Re: The set of necessary FISONs

On 3/1/25 6:58 AM, WM wrote:

On 28.02.2025 18:25, joes wrote:

Am Fri, 28 Feb 2025 18:04:33 +0100 schrieb WM:

 

Zermelo doesn't say that Z is in Z.

 But he says that the infinite Z exists because of his induction.
 

Therefore we use FISONs without approaching ℕ.
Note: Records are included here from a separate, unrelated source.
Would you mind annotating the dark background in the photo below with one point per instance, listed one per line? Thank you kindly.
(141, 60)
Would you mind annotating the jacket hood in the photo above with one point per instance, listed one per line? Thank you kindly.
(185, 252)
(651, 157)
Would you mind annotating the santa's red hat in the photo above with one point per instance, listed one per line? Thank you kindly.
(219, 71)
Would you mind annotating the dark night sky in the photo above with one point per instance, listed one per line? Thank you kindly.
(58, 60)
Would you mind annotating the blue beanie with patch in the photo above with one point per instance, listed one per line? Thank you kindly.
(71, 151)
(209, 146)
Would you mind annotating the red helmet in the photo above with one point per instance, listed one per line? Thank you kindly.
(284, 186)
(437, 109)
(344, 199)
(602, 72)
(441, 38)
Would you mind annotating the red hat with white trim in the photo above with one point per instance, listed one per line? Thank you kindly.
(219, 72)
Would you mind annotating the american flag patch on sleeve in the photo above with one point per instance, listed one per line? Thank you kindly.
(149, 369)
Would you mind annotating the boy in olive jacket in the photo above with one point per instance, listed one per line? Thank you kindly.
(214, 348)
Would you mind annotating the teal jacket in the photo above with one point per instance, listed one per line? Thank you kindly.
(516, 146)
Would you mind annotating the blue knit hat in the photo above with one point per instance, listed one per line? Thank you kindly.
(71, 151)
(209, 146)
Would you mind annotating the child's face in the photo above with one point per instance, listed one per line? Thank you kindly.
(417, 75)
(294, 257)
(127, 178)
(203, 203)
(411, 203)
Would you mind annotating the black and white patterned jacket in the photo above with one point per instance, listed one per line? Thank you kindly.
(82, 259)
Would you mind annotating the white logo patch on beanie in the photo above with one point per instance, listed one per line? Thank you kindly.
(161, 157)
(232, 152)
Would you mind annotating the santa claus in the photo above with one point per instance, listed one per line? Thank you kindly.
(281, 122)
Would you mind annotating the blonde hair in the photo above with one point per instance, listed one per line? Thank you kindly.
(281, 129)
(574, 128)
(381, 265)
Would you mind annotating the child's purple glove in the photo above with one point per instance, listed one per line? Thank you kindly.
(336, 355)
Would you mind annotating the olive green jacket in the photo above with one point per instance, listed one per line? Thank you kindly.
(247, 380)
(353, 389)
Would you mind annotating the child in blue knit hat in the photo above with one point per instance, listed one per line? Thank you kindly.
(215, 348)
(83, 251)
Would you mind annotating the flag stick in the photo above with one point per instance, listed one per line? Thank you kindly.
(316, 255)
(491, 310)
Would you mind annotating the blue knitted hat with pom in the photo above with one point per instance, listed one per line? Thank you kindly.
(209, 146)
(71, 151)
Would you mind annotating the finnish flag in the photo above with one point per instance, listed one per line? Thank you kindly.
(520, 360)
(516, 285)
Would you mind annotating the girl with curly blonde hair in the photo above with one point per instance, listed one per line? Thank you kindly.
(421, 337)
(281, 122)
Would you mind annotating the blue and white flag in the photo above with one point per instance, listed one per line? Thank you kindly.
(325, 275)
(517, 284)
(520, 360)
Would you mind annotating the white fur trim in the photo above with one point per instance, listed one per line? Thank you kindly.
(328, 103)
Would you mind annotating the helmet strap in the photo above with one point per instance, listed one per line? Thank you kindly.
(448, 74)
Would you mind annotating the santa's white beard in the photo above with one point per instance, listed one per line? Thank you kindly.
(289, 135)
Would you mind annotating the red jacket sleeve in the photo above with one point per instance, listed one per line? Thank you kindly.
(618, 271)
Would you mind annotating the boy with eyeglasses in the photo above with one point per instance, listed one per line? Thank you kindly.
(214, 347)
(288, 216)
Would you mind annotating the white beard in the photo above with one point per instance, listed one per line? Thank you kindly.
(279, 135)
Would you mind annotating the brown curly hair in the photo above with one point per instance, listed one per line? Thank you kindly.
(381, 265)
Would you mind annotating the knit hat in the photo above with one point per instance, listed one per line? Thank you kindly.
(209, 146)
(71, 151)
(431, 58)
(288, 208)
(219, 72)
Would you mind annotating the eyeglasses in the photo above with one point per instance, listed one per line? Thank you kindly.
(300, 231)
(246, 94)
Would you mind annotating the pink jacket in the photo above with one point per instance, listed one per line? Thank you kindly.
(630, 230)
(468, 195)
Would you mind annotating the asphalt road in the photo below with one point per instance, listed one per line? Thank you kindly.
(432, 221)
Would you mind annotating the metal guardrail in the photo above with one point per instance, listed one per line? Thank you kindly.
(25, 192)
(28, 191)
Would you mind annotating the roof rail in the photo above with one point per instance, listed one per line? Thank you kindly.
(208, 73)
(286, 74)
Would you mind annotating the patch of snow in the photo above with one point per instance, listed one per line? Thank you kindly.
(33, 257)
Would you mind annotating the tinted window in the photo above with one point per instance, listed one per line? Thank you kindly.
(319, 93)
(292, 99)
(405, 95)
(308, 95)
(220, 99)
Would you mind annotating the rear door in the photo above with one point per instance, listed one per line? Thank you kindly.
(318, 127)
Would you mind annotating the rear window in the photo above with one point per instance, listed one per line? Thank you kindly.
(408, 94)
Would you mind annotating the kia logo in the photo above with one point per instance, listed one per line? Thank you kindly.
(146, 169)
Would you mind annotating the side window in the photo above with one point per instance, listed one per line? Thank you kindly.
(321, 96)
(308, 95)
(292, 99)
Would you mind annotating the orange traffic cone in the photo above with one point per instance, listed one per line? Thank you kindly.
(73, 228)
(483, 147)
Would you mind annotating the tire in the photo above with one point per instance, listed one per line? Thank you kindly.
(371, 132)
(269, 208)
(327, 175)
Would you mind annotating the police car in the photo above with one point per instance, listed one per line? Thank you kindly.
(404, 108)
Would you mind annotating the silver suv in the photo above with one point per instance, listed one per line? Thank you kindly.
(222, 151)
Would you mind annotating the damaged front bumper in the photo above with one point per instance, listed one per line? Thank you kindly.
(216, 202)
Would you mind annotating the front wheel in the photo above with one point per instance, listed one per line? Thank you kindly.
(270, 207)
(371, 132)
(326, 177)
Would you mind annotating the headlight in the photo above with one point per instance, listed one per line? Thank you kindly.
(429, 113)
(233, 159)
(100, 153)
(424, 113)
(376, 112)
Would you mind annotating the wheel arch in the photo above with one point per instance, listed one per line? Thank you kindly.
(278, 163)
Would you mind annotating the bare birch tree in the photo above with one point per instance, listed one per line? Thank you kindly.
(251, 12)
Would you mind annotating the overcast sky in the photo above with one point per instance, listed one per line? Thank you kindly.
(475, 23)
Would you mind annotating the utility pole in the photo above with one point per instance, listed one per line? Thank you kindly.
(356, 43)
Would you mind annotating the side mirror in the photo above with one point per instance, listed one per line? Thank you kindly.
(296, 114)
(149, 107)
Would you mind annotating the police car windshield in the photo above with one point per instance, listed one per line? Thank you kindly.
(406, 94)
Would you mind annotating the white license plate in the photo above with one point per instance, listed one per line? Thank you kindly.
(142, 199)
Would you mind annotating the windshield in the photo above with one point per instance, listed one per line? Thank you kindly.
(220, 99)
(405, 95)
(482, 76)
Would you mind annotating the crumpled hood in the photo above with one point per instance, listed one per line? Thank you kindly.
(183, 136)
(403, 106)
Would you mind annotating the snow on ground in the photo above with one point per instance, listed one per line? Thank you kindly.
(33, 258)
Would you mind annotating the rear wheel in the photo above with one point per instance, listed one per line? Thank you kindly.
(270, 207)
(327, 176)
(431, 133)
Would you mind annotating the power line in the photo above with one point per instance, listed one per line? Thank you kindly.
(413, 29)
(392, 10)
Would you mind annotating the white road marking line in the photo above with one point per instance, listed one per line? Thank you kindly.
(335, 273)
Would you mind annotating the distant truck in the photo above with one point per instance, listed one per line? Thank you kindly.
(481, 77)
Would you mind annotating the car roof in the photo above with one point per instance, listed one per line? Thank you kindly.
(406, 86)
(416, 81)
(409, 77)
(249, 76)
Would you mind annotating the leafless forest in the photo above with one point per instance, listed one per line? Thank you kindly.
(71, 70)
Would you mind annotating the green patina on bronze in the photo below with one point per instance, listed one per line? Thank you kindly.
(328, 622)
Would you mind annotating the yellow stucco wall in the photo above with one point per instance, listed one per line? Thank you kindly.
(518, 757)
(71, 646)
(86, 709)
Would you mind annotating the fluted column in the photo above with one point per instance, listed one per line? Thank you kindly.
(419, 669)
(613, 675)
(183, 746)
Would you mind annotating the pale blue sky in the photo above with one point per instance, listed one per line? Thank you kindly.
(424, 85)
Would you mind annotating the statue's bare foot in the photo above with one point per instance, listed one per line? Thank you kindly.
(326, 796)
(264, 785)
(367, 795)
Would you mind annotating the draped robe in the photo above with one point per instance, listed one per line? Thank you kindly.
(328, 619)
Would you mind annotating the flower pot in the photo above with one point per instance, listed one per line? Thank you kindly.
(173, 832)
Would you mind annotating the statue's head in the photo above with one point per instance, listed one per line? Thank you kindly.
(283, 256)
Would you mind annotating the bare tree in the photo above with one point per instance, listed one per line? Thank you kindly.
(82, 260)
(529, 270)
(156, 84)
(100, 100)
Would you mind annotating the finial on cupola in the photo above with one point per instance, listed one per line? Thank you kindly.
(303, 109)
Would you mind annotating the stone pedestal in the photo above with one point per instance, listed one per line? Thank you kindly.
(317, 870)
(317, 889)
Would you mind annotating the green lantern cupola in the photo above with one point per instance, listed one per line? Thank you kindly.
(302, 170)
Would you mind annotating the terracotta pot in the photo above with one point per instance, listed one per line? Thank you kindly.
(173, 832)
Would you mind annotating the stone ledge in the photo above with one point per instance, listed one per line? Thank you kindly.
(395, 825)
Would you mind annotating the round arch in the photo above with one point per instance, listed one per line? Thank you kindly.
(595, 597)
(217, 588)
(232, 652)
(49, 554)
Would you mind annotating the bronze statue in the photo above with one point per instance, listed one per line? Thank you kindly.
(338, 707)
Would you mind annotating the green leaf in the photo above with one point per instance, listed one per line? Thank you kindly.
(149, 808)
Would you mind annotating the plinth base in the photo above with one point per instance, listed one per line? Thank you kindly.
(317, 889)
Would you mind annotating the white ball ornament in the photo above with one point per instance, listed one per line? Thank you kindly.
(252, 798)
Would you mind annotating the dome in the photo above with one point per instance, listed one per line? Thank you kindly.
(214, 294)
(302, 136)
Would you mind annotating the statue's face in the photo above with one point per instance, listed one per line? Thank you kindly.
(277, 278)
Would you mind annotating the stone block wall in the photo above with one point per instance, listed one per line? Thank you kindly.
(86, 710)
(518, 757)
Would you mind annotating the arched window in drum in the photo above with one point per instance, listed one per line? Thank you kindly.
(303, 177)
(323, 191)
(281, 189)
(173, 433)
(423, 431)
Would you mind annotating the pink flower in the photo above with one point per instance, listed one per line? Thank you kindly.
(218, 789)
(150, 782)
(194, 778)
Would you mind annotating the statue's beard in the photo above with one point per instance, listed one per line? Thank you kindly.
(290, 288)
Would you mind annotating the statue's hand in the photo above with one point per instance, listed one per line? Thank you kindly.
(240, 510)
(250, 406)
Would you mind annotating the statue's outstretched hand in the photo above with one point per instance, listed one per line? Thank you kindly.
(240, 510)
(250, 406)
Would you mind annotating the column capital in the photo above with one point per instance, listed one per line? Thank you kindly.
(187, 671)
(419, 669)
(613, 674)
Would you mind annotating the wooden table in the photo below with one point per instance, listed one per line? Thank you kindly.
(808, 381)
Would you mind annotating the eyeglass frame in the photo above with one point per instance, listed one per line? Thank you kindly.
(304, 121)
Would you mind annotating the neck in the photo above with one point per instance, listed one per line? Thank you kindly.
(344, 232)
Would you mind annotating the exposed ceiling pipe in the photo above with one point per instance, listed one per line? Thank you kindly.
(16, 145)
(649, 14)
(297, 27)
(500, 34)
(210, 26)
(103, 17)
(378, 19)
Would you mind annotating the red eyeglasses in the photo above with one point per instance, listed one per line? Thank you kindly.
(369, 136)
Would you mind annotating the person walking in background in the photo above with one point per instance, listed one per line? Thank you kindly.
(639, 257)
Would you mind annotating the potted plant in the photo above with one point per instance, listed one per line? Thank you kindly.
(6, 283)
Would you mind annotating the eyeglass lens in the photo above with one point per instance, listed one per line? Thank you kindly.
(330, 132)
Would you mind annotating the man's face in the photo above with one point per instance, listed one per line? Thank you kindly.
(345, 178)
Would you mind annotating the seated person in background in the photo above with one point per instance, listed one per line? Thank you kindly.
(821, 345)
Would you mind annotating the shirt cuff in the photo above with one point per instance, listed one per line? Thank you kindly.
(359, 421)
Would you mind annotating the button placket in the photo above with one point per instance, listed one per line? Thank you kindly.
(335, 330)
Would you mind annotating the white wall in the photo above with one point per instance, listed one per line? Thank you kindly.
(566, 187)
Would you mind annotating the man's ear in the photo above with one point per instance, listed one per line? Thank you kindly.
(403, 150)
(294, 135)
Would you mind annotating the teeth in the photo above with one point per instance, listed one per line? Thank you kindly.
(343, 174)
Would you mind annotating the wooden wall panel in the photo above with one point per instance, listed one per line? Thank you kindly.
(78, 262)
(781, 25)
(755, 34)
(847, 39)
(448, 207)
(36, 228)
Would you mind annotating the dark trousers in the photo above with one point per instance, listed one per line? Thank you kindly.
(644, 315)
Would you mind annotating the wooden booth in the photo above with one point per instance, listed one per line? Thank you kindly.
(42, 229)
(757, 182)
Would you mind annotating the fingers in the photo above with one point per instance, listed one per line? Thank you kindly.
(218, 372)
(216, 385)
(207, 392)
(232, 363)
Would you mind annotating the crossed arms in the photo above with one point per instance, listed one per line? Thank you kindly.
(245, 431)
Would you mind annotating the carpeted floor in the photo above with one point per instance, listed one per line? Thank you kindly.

They do reach N in the limit.

 No. ∀n ∈ ℕ_def: |ℕ \ {1, 2, 3, ..., n}| = ℵo. Note for all! The limit cannot exist without bridging this infinite gap.
 REgards, WM
 

But what is "n" in the above definition?
That you can't talk about that, shows your definition is incomplete.
Note, the value AT the limit, and the values appraching the limit of things can be different.
And, that disappearance of the infininte above each n is one of those things,
You are just showing that you don't understand what you are talking about, and are stuck with assumptions that only work in finite systems, that blow up your logic when you move to the infinite.
It is a very basic fact that as we broaden into higher orders of the infinite, some of the properties of the finite or lower orders no longer apply, and to assume they do breaks your system.
That fact that you are stuck in a Naive Logic system using Naive Mathematics says that you just can't bridge to infinity, as it breaks your Naive assumptions.